Incredibly – no, improbably – that moment turned out to be only a prelude to another manic final round at the Masters.

During a volatile final day in which there were two holes-in-one, an albatross and a head-scratching moment from another left-hander, Bubba Watson – in typical Bubba fashion – boomed drives, holed a few crucial putts down the stretch, and on the second hole of a sudden-death playoff with Oosthuizen, cork-screwed a gap wedge to set up the winning par and his first major championship title.

“I’ve never had a dream go this far,” Watson, 33, said, “so I can’t say it’s a dream come true.”

In the end, fans exulted and then barked in support for the University of Georgia alumnus, who captured his fourth career PGA Tour title. After brushing in the 6-incher to win, Watson stood by the cup and sobbed, embraced by his caddie, Ted Scott, and by his mother, Molly, and by his fellow touring pros, Ben Crane, Aaron Baddeley and Rickie Fowler.

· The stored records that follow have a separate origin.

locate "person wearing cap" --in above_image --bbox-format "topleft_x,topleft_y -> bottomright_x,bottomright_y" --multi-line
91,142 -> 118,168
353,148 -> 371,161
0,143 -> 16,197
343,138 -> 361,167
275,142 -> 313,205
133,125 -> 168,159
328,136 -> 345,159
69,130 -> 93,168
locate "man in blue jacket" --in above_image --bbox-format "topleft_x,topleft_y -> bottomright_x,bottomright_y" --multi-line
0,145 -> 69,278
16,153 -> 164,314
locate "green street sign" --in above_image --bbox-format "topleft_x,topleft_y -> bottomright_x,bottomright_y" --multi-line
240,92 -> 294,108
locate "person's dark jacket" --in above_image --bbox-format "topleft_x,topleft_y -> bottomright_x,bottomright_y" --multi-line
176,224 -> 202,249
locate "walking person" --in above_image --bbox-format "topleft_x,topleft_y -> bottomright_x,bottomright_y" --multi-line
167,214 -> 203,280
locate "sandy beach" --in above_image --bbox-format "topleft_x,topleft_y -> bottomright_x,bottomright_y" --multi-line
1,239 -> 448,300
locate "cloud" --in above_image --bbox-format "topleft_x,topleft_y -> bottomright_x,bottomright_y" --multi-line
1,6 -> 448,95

“He’s worked for this all his life,” said Molly Watson. “Daddy always told us it would happen, and it did. It still seems unreal to me.”

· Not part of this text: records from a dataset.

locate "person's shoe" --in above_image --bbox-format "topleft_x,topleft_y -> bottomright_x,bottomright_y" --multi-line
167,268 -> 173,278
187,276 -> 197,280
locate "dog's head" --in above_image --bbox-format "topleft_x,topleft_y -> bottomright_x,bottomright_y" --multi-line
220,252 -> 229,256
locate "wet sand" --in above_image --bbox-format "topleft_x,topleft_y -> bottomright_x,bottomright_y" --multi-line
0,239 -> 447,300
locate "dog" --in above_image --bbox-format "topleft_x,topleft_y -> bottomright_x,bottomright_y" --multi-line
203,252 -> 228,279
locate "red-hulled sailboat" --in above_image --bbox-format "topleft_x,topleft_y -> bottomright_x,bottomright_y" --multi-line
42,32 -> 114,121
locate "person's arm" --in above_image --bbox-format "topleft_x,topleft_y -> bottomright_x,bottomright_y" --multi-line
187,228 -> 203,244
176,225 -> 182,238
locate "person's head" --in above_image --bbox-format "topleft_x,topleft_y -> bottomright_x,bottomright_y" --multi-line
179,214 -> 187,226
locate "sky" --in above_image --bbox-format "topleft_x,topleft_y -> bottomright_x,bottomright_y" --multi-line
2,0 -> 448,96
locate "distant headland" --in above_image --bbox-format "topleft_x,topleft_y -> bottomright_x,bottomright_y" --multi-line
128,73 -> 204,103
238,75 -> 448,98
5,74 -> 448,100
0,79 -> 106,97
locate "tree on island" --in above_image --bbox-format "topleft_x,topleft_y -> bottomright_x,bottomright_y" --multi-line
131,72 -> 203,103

Bubba’s wife, Angie, wasn’t in Augusta to congratulate her husband in person. She was in Windermere, Fla., at the couple’s leased home in Isleworth, with their recently adopted 6-week-old son, Caleb. On Tuesday of Bay Hill week, after being turned away just a day earlier, Bubba and Angie received a call from the organization Chicks in Crisis: Their four-year quest to adopt was over.

So all last week, Angie texted cellphone photos of their infant son. Caleb had watched dad on TV and, apparently, enjoyed the post-round interview. The next obstacle for Bubba: changing a dirty diaper. Welcome to parenthood, champ.

“I can’t wait to get back,” Bubba said, beaming.

There is no player in the game quite like Watson, with his homemade swing, his hot-pink driver, his titanium-denting drives, his quirky follow-throughs and posturing and shuffling after impact. He calls the combination “Bubba Golf.” And there was no more fitting example of “Bubba Golf” than his approach shot on the par-4 10th, during the second hole of the playoff with Oosthuizen. After sending his tee shot into the right trees, Watson approached his ball on a bed of pine needles, saw a gap in the trees and knew the shot he wanted to pull off: about 155 yards, 52-degree gap wedge, aim left, hook it 40 yards back toward the middle of the green. “Pretty easy,” Watson said, smiling.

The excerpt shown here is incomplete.